Как ребенок, я топнула ногой и велела ему заткнуться.
– Скажи, откуда ты знаешь.
– Я знаю это лекарство.
– Какое лекарство?
– Которое ты принимаешь. – Он бросил вилку в контейнер и положил его на кофейный столик.
– Я не говорила тебе, что что-то принимаю. Ты рылся в моих вещах?
Патрик спросил, серьезно ли я.
– Ты все раскидываешь, Марта. Ты даже пустые упаковки не выбрасываешь. Ты просто засовываешь их в ящик или оставляешь где-нибудь на полу, чтобы я мог их подобрать. То есть я предполагаю, что ты оставляешь их, чтобы я подобрал, потому этим мы и занимаемся, не так ли? Ты соришь, а я убираю за тобой, как будто это моя работа.

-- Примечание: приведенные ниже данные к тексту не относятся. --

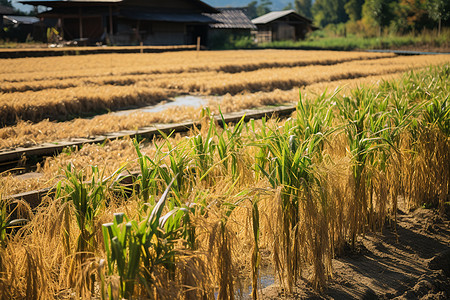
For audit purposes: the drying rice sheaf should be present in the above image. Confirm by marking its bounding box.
[0,64,450,299]
[0,51,448,126]
[0,51,450,299]
[0,73,400,149]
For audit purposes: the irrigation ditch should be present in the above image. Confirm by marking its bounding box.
[4,105,296,209]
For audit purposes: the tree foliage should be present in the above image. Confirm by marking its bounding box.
[310,0,450,34]
[312,0,348,27]
[344,0,364,21]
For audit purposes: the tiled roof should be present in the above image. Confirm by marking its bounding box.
[0,5,14,15]
[208,7,256,29]
[252,9,312,25]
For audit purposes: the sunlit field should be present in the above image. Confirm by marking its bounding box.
[0,50,450,299]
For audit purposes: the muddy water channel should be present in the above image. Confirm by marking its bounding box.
[113,95,211,116]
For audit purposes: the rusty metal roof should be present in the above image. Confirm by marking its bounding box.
[0,5,15,15]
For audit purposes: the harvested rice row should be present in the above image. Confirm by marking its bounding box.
[0,50,394,83]
[0,55,449,125]
[152,55,450,95]
[0,69,412,149]
[0,65,450,299]
[0,73,408,195]
[0,85,173,126]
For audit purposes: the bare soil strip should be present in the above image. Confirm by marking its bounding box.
[261,206,450,300]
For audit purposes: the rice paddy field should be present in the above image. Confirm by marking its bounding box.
[0,50,450,299]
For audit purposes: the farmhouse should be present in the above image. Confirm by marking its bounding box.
[252,10,316,43]
[207,7,256,48]
[21,0,219,45]
[0,5,14,37]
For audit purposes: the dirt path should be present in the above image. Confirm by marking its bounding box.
[261,203,450,299]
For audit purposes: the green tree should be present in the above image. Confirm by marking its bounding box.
[295,0,312,18]
[426,0,450,35]
[344,0,364,21]
[362,0,397,35]
[312,0,348,27]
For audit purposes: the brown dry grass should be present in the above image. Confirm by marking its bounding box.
[0,73,412,149]
[0,64,449,299]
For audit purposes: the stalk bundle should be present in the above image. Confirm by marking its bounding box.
[0,65,450,299]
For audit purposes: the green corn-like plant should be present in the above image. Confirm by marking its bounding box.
[102,178,189,299]
[0,197,28,250]
[215,111,245,179]
[56,164,124,291]
[56,164,107,253]
[255,110,328,289]
[102,213,142,299]
[0,197,28,276]
[251,196,261,300]
[189,116,217,181]
[133,139,162,203]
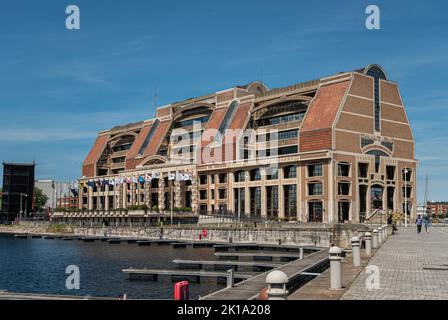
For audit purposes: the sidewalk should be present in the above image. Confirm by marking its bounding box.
[341,226,448,300]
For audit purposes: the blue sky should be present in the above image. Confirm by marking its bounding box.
[0,0,448,200]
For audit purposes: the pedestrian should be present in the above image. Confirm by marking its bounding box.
[415,215,423,233]
[423,215,430,233]
[387,214,397,234]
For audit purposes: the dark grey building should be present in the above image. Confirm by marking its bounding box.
[0,162,35,221]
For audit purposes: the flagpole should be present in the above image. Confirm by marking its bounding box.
[170,173,174,227]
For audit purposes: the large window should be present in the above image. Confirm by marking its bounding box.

Мои ладони были сжаты в кулаки так сильно, что казалось, они пульсируют.
– Если ты все знал, почему не сказал мне?
– Ждал, что сама расскажешь, но ты не рассказывала. А потом через какое-то время мне показалось, что ты и не собираешься, а я понятия не имел почему. Совершенно ясно, да, – добавил он. – У тебя явно ____________________.
Когда я заговорила, то почувствовала, как мышцы вокруг рта напрягаются и уродуют меня.
– Серьезно, Патрик? Явно? Если это так охеренно явно, почему ты не понял этого раньше? Это вопрос к твоей компетентности? Типа, человеку нужно физически истекать кровью, чтобы ты понял, что он нездоров? Или тебя как мужа не интересует благополучие жены? Или это просто полная пассивность? Твое абсолютное, безоговорочное принятие того, как обстоят дела.
Он сказал «хорошо».
– Этот разговор никуда нас не приведет.
– Нет! Не уходи.
Я двинулась, словно могла помешать ему выйти. Патрик не встал, вместо этого откинулся на спинку дивана.
– Не могу с тобой разговаривать, когда ты такая.
Я ответила:
– Я такая только из-за тебя. Я хорошо себя чувствую. Я чувствую себя хорошо уже несколько месяцев. Но из-за тебя ощущаю себя сумасшедшей. Разве это тоже не было ясно? Ты не задавался вопросом, почему, вместо того чтобы относиться к тебе лучше, я относилась хуже?
– Да. Нет. Не знаю. Твое поведение всегда было… – он сделал паузу, – хаотичным.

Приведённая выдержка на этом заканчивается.